Ukraine update: Kremlin says new US defense budget ‘confrontational’ toward Russia

by Chris Lange

Chris Lange, FISM News


The Kremlin said on Tuesday that the new U.S. military spending bill is “confrontational” toward Russia. The Fiscal 2023 National Defense Authorization Act (NDAA), which includes $800 million to help Ukraine, was approved by U.S. lawmakers on Tuesday, marking an increase of $500 million in spending for the Ukraine Security Assistance Initiative.
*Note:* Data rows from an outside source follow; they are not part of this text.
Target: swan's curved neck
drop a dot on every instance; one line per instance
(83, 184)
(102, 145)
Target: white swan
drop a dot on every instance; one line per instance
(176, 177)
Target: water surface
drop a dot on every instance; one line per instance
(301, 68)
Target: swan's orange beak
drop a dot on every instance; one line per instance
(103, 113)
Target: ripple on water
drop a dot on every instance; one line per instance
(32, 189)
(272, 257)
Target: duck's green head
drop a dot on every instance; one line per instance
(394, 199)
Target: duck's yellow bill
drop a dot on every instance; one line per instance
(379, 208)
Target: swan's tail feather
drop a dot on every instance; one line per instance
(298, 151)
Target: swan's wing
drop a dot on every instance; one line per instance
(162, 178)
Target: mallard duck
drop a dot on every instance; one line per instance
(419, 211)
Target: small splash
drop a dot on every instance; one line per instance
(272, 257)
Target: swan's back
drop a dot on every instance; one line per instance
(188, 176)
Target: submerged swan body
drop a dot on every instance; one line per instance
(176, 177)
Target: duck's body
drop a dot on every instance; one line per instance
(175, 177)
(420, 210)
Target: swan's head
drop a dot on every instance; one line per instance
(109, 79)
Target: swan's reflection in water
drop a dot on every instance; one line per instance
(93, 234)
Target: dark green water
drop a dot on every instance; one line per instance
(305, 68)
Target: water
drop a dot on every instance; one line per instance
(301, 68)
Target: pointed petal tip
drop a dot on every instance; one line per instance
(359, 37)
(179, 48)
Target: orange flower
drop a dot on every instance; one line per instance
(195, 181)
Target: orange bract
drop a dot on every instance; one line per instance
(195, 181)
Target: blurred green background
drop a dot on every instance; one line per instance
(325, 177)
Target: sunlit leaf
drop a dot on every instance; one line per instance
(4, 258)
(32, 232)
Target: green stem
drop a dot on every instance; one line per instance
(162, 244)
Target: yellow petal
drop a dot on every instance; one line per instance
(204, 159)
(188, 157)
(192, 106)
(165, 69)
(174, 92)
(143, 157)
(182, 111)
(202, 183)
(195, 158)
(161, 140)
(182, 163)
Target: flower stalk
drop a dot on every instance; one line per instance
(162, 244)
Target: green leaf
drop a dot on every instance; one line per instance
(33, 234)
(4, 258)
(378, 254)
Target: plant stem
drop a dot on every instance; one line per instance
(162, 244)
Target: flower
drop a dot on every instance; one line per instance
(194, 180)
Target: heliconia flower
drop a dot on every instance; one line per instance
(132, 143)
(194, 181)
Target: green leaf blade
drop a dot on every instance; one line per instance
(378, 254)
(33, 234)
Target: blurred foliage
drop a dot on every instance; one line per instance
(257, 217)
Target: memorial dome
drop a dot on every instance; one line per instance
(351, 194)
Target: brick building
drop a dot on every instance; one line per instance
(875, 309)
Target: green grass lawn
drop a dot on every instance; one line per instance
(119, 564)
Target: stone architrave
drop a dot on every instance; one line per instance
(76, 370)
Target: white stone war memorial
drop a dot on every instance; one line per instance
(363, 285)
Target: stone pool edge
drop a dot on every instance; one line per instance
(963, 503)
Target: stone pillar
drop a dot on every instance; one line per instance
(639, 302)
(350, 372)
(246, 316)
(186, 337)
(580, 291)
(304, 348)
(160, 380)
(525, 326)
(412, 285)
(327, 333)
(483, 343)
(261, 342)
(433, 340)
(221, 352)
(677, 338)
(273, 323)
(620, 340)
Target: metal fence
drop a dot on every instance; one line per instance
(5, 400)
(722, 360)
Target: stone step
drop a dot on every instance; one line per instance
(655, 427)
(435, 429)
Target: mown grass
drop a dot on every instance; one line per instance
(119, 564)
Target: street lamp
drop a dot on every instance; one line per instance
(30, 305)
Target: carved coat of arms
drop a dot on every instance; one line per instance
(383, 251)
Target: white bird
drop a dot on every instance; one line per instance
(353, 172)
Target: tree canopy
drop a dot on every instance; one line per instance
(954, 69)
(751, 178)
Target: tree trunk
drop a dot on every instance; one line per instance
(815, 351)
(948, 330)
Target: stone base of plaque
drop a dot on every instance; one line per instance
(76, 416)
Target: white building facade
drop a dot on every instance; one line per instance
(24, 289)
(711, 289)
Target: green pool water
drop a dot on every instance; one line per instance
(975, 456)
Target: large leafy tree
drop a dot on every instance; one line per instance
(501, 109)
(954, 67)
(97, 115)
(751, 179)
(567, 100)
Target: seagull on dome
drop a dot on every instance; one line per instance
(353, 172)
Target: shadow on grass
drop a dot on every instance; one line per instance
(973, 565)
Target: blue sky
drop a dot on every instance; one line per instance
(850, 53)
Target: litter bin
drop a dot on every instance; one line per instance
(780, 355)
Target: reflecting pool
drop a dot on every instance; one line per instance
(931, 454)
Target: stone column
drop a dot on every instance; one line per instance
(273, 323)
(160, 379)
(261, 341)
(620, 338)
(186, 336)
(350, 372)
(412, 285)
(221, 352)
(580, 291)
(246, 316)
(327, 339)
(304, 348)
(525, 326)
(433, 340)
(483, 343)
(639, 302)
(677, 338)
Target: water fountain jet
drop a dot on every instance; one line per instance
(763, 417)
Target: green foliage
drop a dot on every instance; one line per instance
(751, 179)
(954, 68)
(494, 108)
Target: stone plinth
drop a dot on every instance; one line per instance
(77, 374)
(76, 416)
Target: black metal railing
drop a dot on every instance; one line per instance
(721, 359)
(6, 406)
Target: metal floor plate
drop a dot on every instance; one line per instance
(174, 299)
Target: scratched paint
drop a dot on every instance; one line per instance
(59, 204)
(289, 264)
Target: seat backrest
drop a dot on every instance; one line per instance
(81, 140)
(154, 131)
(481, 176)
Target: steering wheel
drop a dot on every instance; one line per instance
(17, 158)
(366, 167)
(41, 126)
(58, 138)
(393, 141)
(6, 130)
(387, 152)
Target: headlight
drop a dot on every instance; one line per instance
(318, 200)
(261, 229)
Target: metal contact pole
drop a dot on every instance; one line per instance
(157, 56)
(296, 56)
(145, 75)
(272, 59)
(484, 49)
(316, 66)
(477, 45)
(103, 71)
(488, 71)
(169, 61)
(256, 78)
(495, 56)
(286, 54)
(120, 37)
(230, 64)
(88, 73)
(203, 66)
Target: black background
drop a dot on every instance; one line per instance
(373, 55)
“The document that has been adopted is of an extremely confrontational nature in relation to our country,” Kremlin spokesperson Dmitry Peskov told reporters during a phone interview.

The bill also lifts certain restrictions on contracts for munitions to support Ukraine.

It is expected to pass both chambers of Congress this month, after which Biden is expected to sign it into law.

Zelenskyy visits frontline troops to commemorate military holiday

Ukrainian President Volodymyr Zelenskyy paid a morale-boosting visit to his troops on the frontlines of eastern Ukraine Tuesday as the country marked its annual Armed Forces Day.

During an evening address to servicemen feted at the presidential palace, Zelenskyy announced that he had spent the day with troops in both the Donbas and Kharkiv regions, thanking them for their courage and commitment to Ukraine’s defense and decorating them with honors, as he has done on previous battlefield visits.

“Thousands of Ukrainians have given their lives so that the day might come when not a single occupying soldier will remain in our land and when all our people will be free,” Zelenskyy told the gathering, dressed in his trademark military fatigues.

The leader also thanked the parents of service members and frontline medical workers and welcomed home 60 Ukrainian prisoners of war who had been freed in a swap with Russia.

“Thank you for this resilience and strength. You are an outpost of our independence,” Zelenskyy wrote in a Telegram post.

“I believe that next time we will meet in our Ukrainian Donetsk and Luhansk,” he said, referring to regional capitals in eastern Ukraine seized by Moscow-backed proxies in 2014.

“I am sure in Crimea as well,” he added. The remarks underscore Zelenskyy’s defiant stance of accepting nothing less than the removal of all “Russian occupiers” from Ukraine. 

Millions remain without power in Kyiv

Kyiv’s regional governor said on Tuesday that roughly half of households in the region are still without electricity following weeks of Russian missile attacks on power and infrastructure. Meanwhile, authorities in the southern Odesa region said they have successfully restored power to vital services and hospitals following a barrage of missile strikes Monday. The Monday attacks were seen as a retaliatory move by the Kremlin following unprecedented strikes on two air bases deep within Russia that exposed vulnerabilities in key military sites. Kyiv has not commented on Moscow’s accusations that the attacks were carried out by Ukrainian military scouts in keeping with Ukraine’s unspoken policy of ambiguity concerning Russian accusations of military aggression 

Turkey: Finland must remove arms embargo for NATO accession

Ankara said that it will not formally approve Finland’s pending NATO bid until the country makes a public declaration that it will lift an arms embargo on Turkey.

Turkish Foreign Minister Mevlut Cavusoglu made the comments on Tuesday ahead of Thursday’s scheduled meeting in Ankara between Finland’s Defense Minister Antii Kaikkonen and his Turkish counterpart, Hulusi Akar, The Associated Press reported.

“The Finnish defense minister’s visit to Turkey is important because we have not yet heard a statement from Finland saying they’ve lifted their arms embargo against us,” Cavusoglu told reporters. “We’re expecting such a statement from there.”

Historically nonaligned Finland and Sweden applied for membership in the military alliance in response to Russia’s Feb. 24 invasion of Ukraine, citing fears that they could also become targets. Membership must be approved by all 30 NATO members. However, Turkey and Hungary have yet to ratify the Scandinavian countries’ applications. While Hungary said it plans to hold a formal vote in January, Turkey has been pressuring the Nordic countries to lift their respective de-facto bans on weapons sales to Turkey and crack down on Kurdish militants and other groups it considers to be terrorists. Sweden lifted the arms embargo in September in an effort to hasten its accession into the alliance.